On the other hand, Linear fractional programming problem has been solved by different researchers by different techniques, for example, A new procedure proposed by Tantawy [3] and by Guzel [5], An improved method by Mehdi, Chergui and Abbas [7], Arithmetic average technique by Sulaiman, Sadiq and Rahim [8], A new approach presented by Akter and Modi [10], New geometric average technique proposed by Nahar and Alim [11].

Many research scholars have solved multi-objective quadratic programming problem by applying several methods. We include some of them. Optimal cutting plane procedure [19] and Arithmetic average transformation technique [20] had been used by Sulaiman and Rahim. Optimal average maximum-minimum technique and Optimal geometric average technique had been used by Sulaiman-Nawkhass [6] and by Sulaiman-Abdull [21] gradually to solve multi-objective quadratic programming problem.

The larger the size of the problem, the greater the number of inefficient solution generated and thus the slower the convergence of the algorithm. To overcome this problem, we propose an advanced transformation technique. We test the capabilities of this proposed technique drawing a comparison with other techniques.

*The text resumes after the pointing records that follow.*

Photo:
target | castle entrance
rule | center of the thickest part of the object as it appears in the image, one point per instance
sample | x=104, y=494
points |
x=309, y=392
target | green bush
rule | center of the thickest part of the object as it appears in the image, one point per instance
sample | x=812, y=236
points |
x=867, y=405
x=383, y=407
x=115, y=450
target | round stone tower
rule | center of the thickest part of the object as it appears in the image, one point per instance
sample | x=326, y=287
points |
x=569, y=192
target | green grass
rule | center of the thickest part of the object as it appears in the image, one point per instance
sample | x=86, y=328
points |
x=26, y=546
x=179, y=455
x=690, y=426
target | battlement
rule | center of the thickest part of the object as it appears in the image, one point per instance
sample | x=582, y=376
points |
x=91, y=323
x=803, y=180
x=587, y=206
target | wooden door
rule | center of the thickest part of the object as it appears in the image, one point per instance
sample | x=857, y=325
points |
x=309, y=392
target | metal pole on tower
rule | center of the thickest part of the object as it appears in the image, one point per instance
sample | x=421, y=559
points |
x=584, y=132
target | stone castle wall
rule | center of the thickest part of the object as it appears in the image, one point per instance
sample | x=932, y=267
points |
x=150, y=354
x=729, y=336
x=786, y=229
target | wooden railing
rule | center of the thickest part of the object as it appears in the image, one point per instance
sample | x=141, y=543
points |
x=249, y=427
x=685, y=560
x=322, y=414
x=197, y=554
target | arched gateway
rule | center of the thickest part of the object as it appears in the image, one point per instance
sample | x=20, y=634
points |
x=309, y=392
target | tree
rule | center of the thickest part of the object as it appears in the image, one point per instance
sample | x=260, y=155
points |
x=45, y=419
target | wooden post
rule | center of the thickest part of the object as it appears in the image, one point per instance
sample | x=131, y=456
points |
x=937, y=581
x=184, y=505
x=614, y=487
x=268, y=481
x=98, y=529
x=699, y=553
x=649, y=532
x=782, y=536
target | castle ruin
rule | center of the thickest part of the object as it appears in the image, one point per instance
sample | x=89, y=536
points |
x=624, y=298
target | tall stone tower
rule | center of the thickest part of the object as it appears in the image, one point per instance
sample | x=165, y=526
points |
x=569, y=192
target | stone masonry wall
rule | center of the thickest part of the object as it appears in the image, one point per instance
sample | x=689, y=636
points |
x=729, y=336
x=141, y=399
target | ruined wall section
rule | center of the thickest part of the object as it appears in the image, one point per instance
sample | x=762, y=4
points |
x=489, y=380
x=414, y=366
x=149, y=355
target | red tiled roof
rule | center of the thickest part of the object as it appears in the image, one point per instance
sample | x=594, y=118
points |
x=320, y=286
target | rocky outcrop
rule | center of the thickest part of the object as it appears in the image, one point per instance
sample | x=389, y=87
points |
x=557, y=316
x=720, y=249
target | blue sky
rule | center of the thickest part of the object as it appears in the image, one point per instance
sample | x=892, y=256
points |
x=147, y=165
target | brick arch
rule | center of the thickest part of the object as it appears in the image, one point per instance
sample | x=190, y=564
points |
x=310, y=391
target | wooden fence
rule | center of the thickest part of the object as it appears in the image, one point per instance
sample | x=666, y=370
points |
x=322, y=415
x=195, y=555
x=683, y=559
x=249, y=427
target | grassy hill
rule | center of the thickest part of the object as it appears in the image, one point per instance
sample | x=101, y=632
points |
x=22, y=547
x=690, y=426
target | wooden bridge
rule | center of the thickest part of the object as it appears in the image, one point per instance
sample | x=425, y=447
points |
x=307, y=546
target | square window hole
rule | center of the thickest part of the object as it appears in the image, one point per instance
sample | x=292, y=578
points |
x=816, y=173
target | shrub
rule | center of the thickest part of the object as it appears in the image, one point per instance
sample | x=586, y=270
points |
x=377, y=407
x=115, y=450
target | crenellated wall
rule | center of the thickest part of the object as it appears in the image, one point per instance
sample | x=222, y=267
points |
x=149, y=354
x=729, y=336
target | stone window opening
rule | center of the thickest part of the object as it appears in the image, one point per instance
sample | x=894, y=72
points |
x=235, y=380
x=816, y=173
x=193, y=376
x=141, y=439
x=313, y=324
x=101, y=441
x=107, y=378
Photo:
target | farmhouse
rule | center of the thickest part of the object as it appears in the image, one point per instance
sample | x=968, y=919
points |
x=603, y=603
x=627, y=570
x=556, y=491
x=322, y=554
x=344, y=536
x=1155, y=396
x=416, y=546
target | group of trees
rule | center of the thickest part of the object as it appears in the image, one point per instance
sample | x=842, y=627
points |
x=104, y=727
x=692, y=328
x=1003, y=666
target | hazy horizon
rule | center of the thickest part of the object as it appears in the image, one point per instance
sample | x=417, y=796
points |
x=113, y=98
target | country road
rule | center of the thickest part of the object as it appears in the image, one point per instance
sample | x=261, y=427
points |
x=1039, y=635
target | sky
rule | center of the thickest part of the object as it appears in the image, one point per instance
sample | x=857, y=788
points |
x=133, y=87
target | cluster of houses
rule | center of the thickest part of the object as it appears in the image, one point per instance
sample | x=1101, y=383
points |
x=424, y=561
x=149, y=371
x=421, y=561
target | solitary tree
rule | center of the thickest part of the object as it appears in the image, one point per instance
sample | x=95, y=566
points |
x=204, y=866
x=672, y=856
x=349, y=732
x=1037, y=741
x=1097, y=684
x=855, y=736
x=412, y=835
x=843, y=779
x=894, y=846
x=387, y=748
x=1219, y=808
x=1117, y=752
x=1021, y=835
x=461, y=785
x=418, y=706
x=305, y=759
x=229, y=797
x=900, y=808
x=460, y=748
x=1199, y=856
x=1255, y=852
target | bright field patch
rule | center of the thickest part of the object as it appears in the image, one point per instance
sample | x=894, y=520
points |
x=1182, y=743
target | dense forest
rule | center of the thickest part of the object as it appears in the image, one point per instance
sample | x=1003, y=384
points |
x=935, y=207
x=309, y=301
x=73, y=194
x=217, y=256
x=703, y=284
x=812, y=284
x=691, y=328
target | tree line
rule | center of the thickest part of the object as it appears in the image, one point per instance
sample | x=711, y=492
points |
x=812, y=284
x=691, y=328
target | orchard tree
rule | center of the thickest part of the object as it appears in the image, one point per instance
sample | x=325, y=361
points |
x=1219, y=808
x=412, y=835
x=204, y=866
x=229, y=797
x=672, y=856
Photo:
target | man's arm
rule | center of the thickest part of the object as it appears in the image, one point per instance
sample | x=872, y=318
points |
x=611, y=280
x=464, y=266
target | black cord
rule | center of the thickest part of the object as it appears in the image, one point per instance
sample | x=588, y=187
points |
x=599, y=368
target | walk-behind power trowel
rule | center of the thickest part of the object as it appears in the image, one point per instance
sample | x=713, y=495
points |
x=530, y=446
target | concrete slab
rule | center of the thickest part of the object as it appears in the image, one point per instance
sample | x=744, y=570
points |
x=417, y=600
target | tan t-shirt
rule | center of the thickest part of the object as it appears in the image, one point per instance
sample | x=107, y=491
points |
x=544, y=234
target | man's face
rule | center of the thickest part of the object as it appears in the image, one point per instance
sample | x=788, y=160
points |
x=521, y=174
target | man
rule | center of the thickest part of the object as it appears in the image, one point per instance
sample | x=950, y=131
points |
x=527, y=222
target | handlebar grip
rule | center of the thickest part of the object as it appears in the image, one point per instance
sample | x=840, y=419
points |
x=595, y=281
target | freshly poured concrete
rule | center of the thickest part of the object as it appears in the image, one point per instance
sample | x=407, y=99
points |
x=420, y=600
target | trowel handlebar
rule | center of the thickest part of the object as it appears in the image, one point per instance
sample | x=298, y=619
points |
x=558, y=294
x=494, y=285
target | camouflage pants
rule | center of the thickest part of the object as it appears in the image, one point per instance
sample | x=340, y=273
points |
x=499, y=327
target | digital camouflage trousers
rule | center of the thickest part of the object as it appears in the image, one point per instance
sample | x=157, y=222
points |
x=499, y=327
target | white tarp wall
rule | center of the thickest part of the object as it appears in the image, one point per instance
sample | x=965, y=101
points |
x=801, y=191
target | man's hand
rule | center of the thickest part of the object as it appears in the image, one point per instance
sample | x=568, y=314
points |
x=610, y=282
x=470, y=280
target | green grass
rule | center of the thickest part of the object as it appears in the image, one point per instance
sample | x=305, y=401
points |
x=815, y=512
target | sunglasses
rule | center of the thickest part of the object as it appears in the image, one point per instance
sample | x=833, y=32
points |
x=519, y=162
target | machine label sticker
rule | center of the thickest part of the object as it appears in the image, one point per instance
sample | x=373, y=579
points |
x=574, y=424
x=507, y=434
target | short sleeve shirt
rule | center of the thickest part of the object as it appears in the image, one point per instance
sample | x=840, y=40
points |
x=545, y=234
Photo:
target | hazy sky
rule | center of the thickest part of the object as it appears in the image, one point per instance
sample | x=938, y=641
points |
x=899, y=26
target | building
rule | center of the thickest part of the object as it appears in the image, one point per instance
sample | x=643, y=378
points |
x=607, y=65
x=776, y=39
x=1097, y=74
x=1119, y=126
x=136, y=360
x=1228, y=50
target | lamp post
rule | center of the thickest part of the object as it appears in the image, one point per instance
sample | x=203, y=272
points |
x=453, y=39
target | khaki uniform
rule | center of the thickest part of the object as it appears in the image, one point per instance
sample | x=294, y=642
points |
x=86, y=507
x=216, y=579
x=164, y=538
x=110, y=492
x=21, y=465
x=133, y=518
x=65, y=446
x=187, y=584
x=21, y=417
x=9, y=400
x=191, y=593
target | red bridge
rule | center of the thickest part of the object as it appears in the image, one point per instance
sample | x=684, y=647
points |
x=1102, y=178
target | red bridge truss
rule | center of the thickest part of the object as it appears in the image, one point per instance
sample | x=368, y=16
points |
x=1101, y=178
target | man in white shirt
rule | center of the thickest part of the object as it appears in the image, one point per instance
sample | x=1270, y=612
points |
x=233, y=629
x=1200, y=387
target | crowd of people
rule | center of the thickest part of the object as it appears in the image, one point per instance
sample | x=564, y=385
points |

In this paper, we focus our interest on multi-objective quadratic programming problem (MOQPP) where several quadratic objectives are to be optimized subject to a set of linear constraints and nonnegative integer variables. The optimization software package, namely AMPL has been employed in the computation.

Sen proposed a method of multi-objective programming for achieving several conflicting objectives simultaneously [1] [15]. Multi-objective linear programming problem (MOLPP) has been solved by many research scholars. Sulaiman and Sadiq had solved MOLPP by using mean and median [17]. Hamad-Amin used arithmetic average technique to solve it [18]. New statistical (arithmetic, geometric, harmonic) average techniques had been proposed by Nahar and Alim for solving MOLPP. Sulaiman and Rahim used optimal cutting plane procedure to solve MOQPP [19]. Arithmetic average transformation technique and Geometric average technique had been used by Sulaiman, Rahim and Sulaiman, Abdullah to generate efficient solutions of MOQPP [20] [21]. Yesmin and Alim suggested a modified harmonic average technique to get more accurate solution by solving MOQPP [15].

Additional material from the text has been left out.